Safety and efficacy of extended release ketamine tablets in patients with treatment-resistant depression and anxiety: open label pilot study
P. Glue, N. Medlicott, Shona Neehoff, P. Surman, Fred Lam, N. Hung, C. Hung
Therapeutic Advances in Psychopharmacology January 1, 2020 DOI: 10.1177/2045125320922474 via Semantic Scholar
Summary
An extended-release oral ketamine tablet was tested in seven patients with treatment-resistant depression and anxiety who had previously responded to subcutaneous ketamine. Over 96 hours, all patients showed more than 50% improvement in mood ratings, with gradual reductions in anxiety and depression. The tablet was safe and well tolerated, with no changes in vital signs and only one brief report of dissociation. The ratio of norketamine to ketamine increased over time, suggesting ketamine may induce its own metabolism. Serum BDNF concentrations did not change. The findings suggest extended-release oral ketamine may improve safety and tolerability while offering a slightly delayed onset of mood improvement compared to injected forms.
Study at a glance
| Characteristics | Open-label flexible dose uncontrolled study Pilot study Peer reviewed |
|---|---|
| Sample size | 7 |
| Population | Patients with treatment-resistant depression/anxiety who had previously demonstrated mood improvement to subcutaneous ketamine |
| Keywords | Medicine |
| Citations | 43 |
| Key finding | An extended-release oral ketamine tablet was safe, well tolerated, and associated with more than 50% improvement in mood ratings over 96 hours in patients with treatment-resistant depression and anxiety. |
Abstract
Background: Ketamine’s defining side effects are dissociation and increased blood pressure/heart rate. An oral formulation with delayed absorption could minimize these effects. We recently reported safety and tolerability data for an extended release ketamine tablet in healthy volunteers. Methods: To assess safety, tolerability, efficacy, and pharmacokinetics of an extended release oral ketamine tablet in patients with treatment-resistant depression/anxiety.
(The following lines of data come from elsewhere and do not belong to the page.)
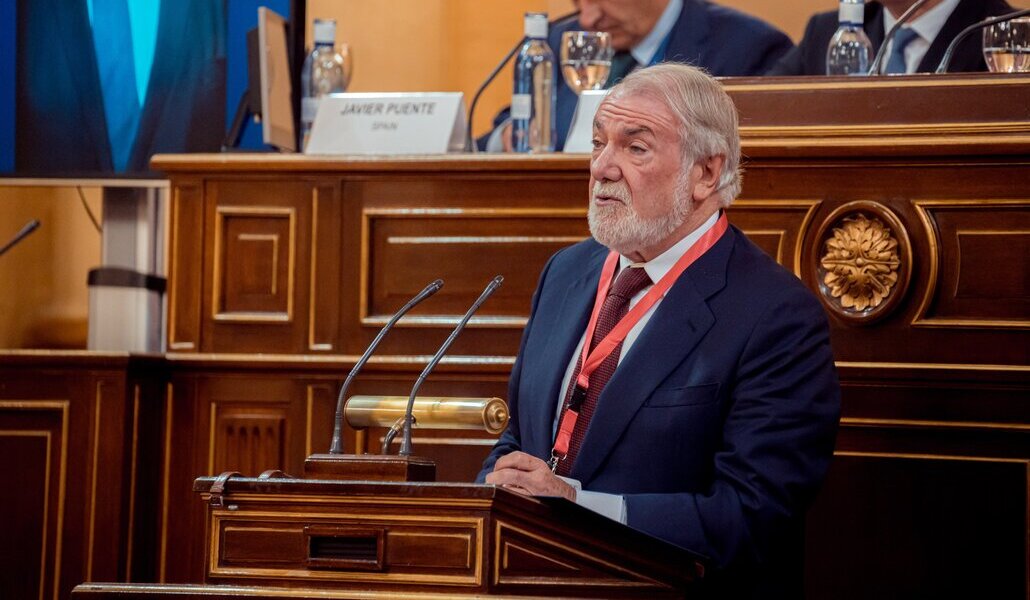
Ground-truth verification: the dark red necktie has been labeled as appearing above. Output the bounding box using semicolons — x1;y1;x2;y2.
555;268;651;475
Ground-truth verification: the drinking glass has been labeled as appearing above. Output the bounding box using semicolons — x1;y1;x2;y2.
560;31;615;95
984;16;1030;73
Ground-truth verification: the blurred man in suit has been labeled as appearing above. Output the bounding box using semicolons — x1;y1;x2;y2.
484;0;793;151
766;0;1012;75
15;0;226;174
479;64;839;598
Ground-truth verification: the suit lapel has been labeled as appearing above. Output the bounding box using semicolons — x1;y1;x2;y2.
662;0;710;65
520;245;608;456
869;4;886;54
916;0;987;73
570;228;736;485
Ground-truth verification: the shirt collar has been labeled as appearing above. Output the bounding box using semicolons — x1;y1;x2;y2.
884;0;960;43
619;211;720;282
629;0;683;67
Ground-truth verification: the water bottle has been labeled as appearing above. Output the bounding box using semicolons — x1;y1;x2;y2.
826;0;872;75
511;12;557;152
301;19;347;146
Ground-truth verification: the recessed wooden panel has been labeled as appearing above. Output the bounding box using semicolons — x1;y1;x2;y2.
212;207;297;321
362;209;589;327
168;181;204;352
493;521;670;596
219;524;307;567
0;432;48;598
211;403;287;475
804;455;1028;600
726;200;820;276
0;401;69;598
913;200;1030;329
209;512;483;586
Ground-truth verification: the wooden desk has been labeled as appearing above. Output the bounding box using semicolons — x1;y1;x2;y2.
12;74;1030;597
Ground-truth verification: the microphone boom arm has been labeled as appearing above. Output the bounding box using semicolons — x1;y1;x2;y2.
329;279;444;454
398;275;505;456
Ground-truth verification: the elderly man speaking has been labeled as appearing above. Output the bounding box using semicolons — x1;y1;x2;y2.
479;64;840;598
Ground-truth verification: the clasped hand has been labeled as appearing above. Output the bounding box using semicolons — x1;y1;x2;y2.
486;452;576;502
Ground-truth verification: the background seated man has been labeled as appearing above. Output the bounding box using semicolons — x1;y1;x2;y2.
479;64;840;598
481;0;794;151
766;0;1012;75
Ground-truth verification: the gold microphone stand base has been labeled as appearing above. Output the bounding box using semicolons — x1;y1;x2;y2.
304;454;437;482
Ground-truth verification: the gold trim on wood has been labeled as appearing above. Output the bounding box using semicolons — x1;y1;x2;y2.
158;383;175;584
834;360;1030;374
126;384;139;583
833;450;1030;467
168;185;197;350
491;520;671;590
85;381;104;581
722;74;1026;94
207;512;484;586
840;417;1030;431
912;199;1030;329
357;206;587;328
211;206;297;323
308;185;333;351
813;201;913;325
0;429;54;600
0;399;71;600
726;200;823;279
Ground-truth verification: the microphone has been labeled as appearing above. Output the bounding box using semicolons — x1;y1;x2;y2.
866;0;929;75
465;10;579;152
398;275;505;456
934;8;1030;73
0;219;39;256
329;279;444;454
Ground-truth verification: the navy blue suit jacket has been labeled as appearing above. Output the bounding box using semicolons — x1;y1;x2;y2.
766;0;1012;75
483;0;794;150
15;0;226;175
479;227;839;597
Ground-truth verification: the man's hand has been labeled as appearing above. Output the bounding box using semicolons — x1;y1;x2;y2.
486;452;576;502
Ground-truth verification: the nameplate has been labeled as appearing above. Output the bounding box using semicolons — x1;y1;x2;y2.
562;90;608;152
304;92;466;154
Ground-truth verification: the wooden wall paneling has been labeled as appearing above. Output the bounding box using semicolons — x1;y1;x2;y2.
168;179;205;352
913;198;1030;331
301;179;341;352
201;178;313;352
730;156;1030;364
726;200;821;277
0;351;150;600
341;168;589;356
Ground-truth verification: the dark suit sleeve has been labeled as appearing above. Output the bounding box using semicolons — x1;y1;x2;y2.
746;29;794;75
765;16;825;75
476;254;557;484
625;290;839;567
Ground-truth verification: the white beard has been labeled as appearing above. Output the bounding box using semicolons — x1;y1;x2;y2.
587;177;690;255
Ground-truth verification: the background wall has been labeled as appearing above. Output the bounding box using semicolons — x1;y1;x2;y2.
307;0;835;135
0;0;1027;348
0;186;100;348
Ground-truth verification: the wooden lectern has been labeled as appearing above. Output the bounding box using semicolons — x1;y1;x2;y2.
183;477;703;598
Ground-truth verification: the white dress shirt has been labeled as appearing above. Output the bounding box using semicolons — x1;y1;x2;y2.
551;211;720;523
884;0;960;73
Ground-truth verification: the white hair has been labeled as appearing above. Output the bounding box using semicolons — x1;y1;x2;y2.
611;63;741;207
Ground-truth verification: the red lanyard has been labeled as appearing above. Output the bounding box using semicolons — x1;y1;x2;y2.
550;213;729;470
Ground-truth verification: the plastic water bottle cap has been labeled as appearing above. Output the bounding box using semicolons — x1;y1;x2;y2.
837;2;865;25
311;19;336;44
524;12;547;38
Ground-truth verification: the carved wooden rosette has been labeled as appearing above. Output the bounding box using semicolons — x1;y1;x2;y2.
815;201;912;324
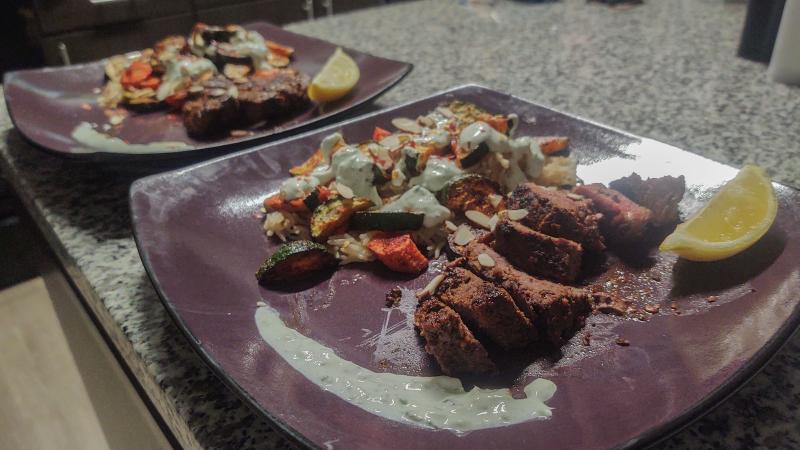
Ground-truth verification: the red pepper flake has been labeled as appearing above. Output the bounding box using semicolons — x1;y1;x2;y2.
644;303;661;314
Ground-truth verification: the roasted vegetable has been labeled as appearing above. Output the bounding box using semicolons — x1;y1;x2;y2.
303;186;331;211
350;211;425;231
256;241;336;285
367;234;428;274
438;174;506;216
310;197;372;242
455;142;489;169
539;136;569;155
264;193;307;212
372;127;392;142
289;150;322;176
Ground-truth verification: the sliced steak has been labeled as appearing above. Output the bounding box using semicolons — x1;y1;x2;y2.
609;173;686;226
464;242;592;346
414;298;497;375
575;183;653;244
182;76;238;137
253;68;309;115
434;267;534;349
507;183;605;251
494;214;583;282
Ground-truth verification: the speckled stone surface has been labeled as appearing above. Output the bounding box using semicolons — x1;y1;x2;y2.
0;0;800;448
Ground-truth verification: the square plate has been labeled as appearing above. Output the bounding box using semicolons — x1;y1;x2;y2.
4;22;412;159
131;86;800;449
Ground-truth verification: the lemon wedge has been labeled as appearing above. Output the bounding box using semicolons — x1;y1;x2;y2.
308;48;361;103
659;165;778;261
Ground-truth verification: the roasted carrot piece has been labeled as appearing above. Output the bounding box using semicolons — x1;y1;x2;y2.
479;114;508;134
139;77;161;89
120;59;153;86
539;136;569;155
264;41;294;58
289;150;322;176
372;127;392;142
264;194;308;212
367;233;428;273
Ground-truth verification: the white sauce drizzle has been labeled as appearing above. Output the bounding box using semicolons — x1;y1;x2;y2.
71;122;194;153
381;186;450;228
459;121;544;188
255;306;556;434
156;56;217;100
409;157;463;192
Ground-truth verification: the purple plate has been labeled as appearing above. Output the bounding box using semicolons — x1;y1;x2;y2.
3;22;412;159
131;86;800;449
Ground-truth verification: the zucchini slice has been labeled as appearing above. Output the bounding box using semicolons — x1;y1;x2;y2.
310;197;372;242
456;142;489;169
439;173;506;216
350;211;425;231
256;241;336;285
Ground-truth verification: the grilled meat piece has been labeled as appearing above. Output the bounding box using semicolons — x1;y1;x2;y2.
238;69;308;125
414;298;497;375
507;183;605;251
183;76;239;136
575;183;653;243
464;241;592;346
494;214;583;282
608;172;686;226
253;68;310;112
434;267;534;349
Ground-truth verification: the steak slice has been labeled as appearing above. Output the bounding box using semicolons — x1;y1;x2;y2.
494;214;583;282
434;267;534;349
414;298;497;375
182;76;239;137
608;172;686;226
575;183;653;243
507;183;605;251
464;241;592;346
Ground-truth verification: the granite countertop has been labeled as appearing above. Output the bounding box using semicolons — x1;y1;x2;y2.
0;0;800;448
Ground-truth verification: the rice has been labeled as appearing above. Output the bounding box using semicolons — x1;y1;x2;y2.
327;232;375;264
264;211;309;242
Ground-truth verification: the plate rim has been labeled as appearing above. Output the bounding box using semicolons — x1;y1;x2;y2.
128;83;800;449
2;20;414;161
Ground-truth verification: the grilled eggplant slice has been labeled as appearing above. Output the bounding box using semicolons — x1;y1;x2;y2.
256;241;336;285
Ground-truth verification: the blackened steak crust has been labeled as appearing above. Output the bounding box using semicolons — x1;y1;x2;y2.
494;215;583;282
575;183;653;244
508;183;605;251
464;241;592;346
608;173;686;226
434;267;534;349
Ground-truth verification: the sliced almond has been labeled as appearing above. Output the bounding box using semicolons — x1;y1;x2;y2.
478;253;494;267
417;273;444;298
506;209;528;220
417;116;436;128
489;214;500;231
336;183;355;198
464;210;492;230
453;225;475;245
392;117;422;134
436;106;455;119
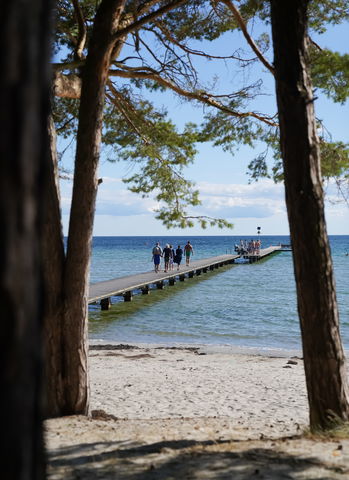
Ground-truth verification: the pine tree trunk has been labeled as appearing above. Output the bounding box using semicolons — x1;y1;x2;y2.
271;0;349;430
63;0;125;414
41;117;65;417
0;0;52;474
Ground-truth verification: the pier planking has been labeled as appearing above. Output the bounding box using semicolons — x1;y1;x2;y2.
88;245;283;310
88;254;240;310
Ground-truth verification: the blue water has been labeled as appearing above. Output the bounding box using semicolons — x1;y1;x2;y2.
89;236;349;351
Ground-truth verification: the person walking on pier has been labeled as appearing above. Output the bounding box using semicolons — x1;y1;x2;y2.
153;242;162;273
174;245;183;270
163;243;172;272
184;240;194;265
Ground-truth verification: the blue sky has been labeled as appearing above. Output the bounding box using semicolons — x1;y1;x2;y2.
58;15;349;236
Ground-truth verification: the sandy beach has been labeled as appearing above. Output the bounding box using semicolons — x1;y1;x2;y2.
46;345;349;479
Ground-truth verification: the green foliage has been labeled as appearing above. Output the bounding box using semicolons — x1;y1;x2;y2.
51;0;349;232
311;48;349;104
309;0;349;33
320;141;349;179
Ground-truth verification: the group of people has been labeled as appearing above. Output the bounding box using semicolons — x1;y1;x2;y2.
152;240;194;272
235;239;261;255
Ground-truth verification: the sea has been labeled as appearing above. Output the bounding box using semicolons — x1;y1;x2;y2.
89;235;349;353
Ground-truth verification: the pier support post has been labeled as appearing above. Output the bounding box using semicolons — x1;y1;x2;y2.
99;297;111;310
123;291;132;302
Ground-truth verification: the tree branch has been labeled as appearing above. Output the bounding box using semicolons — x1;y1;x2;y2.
113;0;188;40
218;0;275;75
72;0;87;60
109;69;278;127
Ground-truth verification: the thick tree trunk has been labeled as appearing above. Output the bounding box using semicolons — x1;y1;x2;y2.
271;0;349;430
0;0;52;480
63;0;126;414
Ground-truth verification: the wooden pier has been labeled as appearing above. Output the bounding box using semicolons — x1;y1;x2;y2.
242;245;284;263
88;254;240;310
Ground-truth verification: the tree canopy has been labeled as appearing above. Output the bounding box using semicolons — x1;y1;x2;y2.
54;0;349;227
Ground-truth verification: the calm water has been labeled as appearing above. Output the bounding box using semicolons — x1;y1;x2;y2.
89;236;349;350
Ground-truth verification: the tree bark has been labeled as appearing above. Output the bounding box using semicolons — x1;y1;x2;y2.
0;0;52;480
41;117;65;417
62;0;126;414
271;0;349;430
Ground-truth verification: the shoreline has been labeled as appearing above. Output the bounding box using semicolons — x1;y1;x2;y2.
45;343;349;480
89;339;302;359
89;343;308;438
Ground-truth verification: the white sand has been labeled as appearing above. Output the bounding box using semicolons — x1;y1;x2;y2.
45;346;349;480
90;346;308;438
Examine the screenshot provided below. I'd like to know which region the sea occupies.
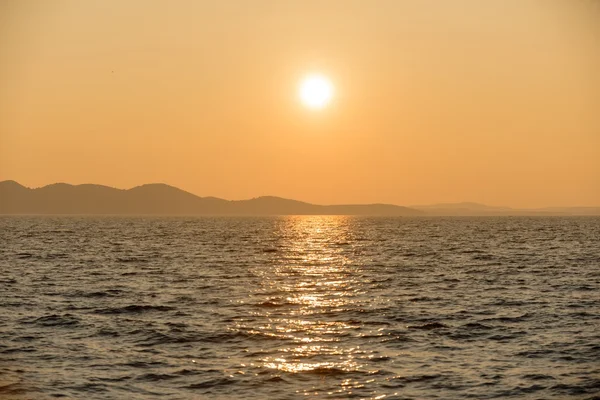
[0,216,600,400]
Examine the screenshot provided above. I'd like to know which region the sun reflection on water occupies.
[238,216,380,391]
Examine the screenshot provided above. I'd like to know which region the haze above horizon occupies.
[0,0,600,208]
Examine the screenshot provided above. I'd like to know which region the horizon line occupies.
[0,179,600,211]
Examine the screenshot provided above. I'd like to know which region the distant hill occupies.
[0,181,423,216]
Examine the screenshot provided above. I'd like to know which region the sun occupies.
[300,74,333,110]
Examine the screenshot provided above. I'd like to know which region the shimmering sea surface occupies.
[0,216,600,399]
This was a multiple dose open-label flexible dose uncontrolled study in seven patients with treatment-resistant depression/anxiety, who had all previously demonstrated mood improvement to subcutaneous ketamine. Assessments included ratings of anxiety, depression and dissociation, safety and tolerability, and blood samples for ketamine pharmacokinetics and brain-derived neurotrophic factor (BDNF) concentrations. Results: Improvements in anxiety and depression ratings occurred gradually over 96 h; all patients had >50% improvements in mood ratings. Ketamine was safe and well tolerated, with no changes in vital signs, and a single brief report of dissociation. Ketamine may induce its own metabolism, as the ratio of norketamine to ketamine increased out to 96 h. Serum BDNF concentrations did not change during the study. Conclusion: Ketamine’s safety/tolerability may be improved with an extended release oral formulation. Onset of mood improvement is slightly delayed compared with parenteral dosing. These data support the further development of extended release ketamine tablets for treatment of resistant depression and anxiety disorders.